Ensuite, le choix tout aussi systématique d’un cadrage rapproché, voire serré. Il ne s’agit pourtant pas de mettre en cage des sujets, jusqu’à les chosifier, mais de s’approcher,
sur la pointe des pieds, pour visiter et si possible comprendre celles et ceux que Jean Cocteau le premier appela les monstres sacrés.
Dernier parti pris et non des moindres, l’impératif requis et accepté, de ne pas sourire, faire des risettes ou des grimaces comme dans le dernier des photomatons. Et aussi de ne pas regarder ailleurs du côté d’un quant-à-soi vaguement énigmatique, mais, si l’on peut dire, franc jeux, droit dans les yeux de Jérôme.
D’une manière générale, ça ne rigole pas devant son appareil photo. Or, cette gravité est littéralement extraordinaire.
Elle concentre tout le corps, élude la tentation de psychologiser la pause et surtout elle métamorphose les visages en paysages, comme dans la langue française qui a le talent de faire rimer les mots visage et paysage. Même à l’arrêt, le visage est une surface mouvementée : traits, rides, bosses, creux, longueur, largeur, faille de la bouche entrouverte, cicatrice des lèvres closes, trous des yeux qui dans les portraits bi-chromes de Jérôme sont tous noirs. On pourrait dire dans le même élan descriptif légèrement décalé, que ces rides sur la joue sont les sillons d’un labour, que ces reliefs sur le front sont des vallons et ces yeux un abîme.

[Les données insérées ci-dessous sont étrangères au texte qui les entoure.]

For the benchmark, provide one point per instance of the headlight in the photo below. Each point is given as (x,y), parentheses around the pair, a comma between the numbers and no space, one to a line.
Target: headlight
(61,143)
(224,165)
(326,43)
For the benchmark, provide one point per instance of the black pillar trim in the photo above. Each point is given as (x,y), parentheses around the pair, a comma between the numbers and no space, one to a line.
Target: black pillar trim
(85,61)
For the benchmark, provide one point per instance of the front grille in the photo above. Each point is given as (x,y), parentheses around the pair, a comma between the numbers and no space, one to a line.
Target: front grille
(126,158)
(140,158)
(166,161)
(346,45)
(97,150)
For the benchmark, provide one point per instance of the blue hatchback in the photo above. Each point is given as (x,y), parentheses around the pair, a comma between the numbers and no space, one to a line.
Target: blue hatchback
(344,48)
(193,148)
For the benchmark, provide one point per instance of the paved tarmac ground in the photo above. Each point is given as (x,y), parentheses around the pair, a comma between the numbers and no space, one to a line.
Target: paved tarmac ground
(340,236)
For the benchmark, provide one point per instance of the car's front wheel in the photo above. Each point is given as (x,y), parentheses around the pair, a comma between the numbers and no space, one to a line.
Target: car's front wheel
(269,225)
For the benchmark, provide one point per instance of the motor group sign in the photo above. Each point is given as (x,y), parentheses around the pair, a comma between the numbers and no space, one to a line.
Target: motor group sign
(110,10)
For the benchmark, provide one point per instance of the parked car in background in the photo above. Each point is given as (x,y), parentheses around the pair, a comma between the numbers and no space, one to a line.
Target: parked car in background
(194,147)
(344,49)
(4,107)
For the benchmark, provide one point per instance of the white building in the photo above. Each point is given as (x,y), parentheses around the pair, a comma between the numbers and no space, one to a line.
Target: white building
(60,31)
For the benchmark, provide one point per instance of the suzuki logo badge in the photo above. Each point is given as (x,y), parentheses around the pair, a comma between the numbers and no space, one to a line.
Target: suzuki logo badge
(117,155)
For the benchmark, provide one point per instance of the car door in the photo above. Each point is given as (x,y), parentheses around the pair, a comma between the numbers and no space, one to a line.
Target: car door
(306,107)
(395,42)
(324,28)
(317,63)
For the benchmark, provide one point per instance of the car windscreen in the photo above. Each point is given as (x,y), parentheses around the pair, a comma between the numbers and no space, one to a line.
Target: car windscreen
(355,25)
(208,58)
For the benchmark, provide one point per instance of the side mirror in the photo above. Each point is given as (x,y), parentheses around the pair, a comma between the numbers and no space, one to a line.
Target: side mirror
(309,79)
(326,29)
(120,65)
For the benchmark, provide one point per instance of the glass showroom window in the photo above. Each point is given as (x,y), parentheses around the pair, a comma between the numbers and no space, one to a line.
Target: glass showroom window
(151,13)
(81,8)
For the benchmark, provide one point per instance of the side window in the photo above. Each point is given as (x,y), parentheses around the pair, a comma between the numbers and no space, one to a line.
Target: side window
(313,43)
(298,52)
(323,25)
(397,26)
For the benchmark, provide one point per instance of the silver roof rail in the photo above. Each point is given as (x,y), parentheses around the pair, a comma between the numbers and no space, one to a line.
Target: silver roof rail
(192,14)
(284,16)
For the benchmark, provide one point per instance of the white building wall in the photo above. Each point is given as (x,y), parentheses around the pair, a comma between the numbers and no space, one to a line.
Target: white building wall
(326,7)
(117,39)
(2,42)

Du visage au paysage, on randonne. D’abord dans le brouillard même si, comme on le dit dans le jargon technique de la photographie, le point des portraits est net. Et puis soudain, comme une embellie inattendue, le visage-paysage s’éclaire dans ses moindres détails jusqu’à transfigurer des soi-disant défauts (nez de travers, oreille décollée), en singularités radieuses qui subjuguent tous les canons de la beauté officielle. Même les femmes, surtout les femmes, qui sous l’artifice du maquillage laissent toutes percevoir une superbe mise à nue. Il fallait la tendre lumière de Jérôme De Perlinghi pour que l’opacité d’un visage exposé dévoile autant de vérités singulières et bien entendu de mystères irrésolus. Ce qui se balade surtout d’un portrait à l’autre, c’est un bien commun qui se nomme « tout simplement » l’humanité, une humanité que Jérôme pratique toujours dans son travail et qu’il nous donne en partage.